At this point, Jim started to think about tortoiseshell, the holy grail of all pick materials. It had been outlawed in the ’70s, and no pick-maker had come up with a suitable replacement. Jim dared to create one himself. Experimenting with more modern materials, he chose to work with Delrin and then spent more than a year coming up with a way to draw out its full potential.

As he formulated his mojo-enhancing process, he sent prototypes to professional musicians on the road who could provide real-world feedback. One version didn’t have enough grip. The next version, too much grip. Another version, not enough bite to its attack, and so on. Jim reworked his process each time, and in the end, his project became less about mimicking tortoiseshell and more about creating a guitar pick that was great in its own right, one that any player would love to use.

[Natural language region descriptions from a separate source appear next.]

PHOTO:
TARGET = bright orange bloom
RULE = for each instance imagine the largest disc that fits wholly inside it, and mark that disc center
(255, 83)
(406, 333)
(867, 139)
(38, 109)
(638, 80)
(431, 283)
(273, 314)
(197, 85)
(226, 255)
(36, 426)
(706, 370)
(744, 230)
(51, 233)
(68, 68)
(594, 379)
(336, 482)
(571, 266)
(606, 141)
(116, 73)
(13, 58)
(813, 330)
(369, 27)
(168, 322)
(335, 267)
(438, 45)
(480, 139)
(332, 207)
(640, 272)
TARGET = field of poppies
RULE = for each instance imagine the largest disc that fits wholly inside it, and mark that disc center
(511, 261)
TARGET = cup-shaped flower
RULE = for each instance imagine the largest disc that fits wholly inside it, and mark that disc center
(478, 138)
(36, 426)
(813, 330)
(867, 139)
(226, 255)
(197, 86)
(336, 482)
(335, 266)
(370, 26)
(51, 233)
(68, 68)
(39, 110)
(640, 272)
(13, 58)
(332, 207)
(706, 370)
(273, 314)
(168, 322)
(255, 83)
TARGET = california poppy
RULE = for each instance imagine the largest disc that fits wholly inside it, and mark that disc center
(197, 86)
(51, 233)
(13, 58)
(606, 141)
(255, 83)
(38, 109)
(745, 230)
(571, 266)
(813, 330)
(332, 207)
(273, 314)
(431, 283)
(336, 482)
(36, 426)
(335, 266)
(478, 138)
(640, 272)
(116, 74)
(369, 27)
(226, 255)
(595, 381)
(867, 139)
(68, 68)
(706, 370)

Jim named his new creation Tortex Picks. Two things set these picks apart from all others, and they’re both a direct result of Jim’s carefully honed treatment process. The first thing is an aggressive, crunchy attack thanks to the unique shape of its edge. The second thing is the grip-enhancing matte surface. It’s a grip in function but not in form, with just enough texture to keep the pick in your hand while leaving the surface flat and unobtrusive.

Tortex Picks also feature a fully color-coded gauge system with a bright and timeless palette that has become an industry standard. This palette has become a visual shorthand for guitar players. All you have to do is go into any music store and ask for green picks—chances are, you’ll be shown a pack of Tortex .88mm Picks.

With these qualities and the natural durability, memory, and snappy flexibility of Delrin, Tortex Picks appealed to strummers, shredders, and bass players alike. First released in 1981, they soon matched the popularity of our Nylon Picks, and the world’s top musicians adopted Tortex Picks at a pace faster than James Hetfield’s “Battery” riff from Master of Puppets. By the end of the ’90s, Tortex Picks had become our most beloved line of picks.

Today, Tortex Picks come in 13 different shapes and a ton of different gauges. There’s a Tortex Pick to complement the playing style of just about every player. It’s pretty reflective of what we do as a company, and what Jim Dunlop set out to do with guitar accessories in the first place. We want to give players the reliable options they need for a better playing experience.